Her legs have separate cartilage, bones and blood supplies, and she has one good kidney. Her heart and lungs are fine.
Milagros, who weighs 17 lbs (7.5 kg) and is 24 inches (60 cm) long, has a rudimentary anus, urethra and genitalia all located together.
Doctors will insert three silicone bags filled with saline solution between her legs on Feb. 9 and gradually add liquid to stretch the skin to cover exposed wounds once they are cut apart, centimeter by centimeter.

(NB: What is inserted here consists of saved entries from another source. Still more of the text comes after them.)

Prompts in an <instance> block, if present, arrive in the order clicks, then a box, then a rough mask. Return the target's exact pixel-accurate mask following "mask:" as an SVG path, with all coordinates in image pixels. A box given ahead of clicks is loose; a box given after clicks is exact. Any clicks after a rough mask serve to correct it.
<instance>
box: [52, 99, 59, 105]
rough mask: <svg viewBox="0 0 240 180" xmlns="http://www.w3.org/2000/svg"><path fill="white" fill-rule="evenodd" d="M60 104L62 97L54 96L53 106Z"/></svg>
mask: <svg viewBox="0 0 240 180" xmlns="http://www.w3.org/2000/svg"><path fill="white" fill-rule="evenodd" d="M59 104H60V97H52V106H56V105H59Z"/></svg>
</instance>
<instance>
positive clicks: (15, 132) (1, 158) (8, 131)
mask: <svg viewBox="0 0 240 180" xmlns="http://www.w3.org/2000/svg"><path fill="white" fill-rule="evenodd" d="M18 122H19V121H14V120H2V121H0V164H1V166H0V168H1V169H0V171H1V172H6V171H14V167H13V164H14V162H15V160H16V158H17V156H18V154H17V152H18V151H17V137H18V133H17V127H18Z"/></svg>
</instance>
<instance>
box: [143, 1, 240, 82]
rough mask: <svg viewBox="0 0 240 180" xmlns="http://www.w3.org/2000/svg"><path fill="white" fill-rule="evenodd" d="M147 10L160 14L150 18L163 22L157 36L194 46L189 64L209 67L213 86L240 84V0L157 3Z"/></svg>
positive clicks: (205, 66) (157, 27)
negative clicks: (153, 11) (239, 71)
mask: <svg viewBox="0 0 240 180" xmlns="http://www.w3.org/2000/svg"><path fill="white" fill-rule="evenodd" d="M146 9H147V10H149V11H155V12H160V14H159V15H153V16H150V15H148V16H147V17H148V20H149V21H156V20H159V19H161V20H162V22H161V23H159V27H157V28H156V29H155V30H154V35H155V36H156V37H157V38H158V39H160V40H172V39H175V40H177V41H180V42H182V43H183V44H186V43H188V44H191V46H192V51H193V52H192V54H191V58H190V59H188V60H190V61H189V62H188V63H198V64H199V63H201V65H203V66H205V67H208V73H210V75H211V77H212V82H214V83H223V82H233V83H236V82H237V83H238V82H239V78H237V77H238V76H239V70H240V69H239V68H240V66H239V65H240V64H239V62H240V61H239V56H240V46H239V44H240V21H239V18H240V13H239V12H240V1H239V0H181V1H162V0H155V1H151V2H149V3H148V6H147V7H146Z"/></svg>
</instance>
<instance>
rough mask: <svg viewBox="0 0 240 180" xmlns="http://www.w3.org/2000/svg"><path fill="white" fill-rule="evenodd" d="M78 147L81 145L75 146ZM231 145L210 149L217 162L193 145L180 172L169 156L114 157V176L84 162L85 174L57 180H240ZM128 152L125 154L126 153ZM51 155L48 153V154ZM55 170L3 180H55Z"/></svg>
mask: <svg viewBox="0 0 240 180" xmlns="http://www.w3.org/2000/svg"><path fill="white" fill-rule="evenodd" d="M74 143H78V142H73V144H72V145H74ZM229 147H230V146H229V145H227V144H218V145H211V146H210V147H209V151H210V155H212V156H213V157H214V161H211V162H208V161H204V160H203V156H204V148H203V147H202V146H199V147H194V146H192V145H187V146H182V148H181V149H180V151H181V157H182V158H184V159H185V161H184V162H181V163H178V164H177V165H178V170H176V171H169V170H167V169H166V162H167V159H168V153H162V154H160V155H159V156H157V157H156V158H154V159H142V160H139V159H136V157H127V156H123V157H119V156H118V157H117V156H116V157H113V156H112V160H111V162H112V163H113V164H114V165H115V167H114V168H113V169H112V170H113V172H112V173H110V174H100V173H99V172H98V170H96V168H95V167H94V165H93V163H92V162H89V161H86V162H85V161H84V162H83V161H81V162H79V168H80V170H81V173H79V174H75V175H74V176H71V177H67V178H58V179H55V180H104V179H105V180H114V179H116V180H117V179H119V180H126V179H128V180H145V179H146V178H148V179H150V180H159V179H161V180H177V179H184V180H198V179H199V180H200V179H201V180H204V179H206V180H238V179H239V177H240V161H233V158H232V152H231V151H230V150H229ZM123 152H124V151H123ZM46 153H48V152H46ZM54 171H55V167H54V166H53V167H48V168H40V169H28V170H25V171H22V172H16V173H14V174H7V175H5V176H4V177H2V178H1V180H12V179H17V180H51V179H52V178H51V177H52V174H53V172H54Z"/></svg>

"I have faith it will all go well," said Milagros' mother, Sara Arauco, 19.
But Mutaz Habal, the doctor who began treating Tiffany Yorks when she was one hour old and helped pioneer the separation technique, said it was hugely risky. "My only desire is to have another survivor," he told Reuters. He said he did not know of any besides Tiffany. Tiffany, who lives in New Port Richey, Florida, walked for six years after her separation surgery but is currently wheelchair-bound after an accident. "I have the highest hopes that (Milagros) is going to go on for a long time," she said. "We want to dream that she could one day run or ride a bike," Rubio said. "But if we could just give her the ability to be independent, that's enough."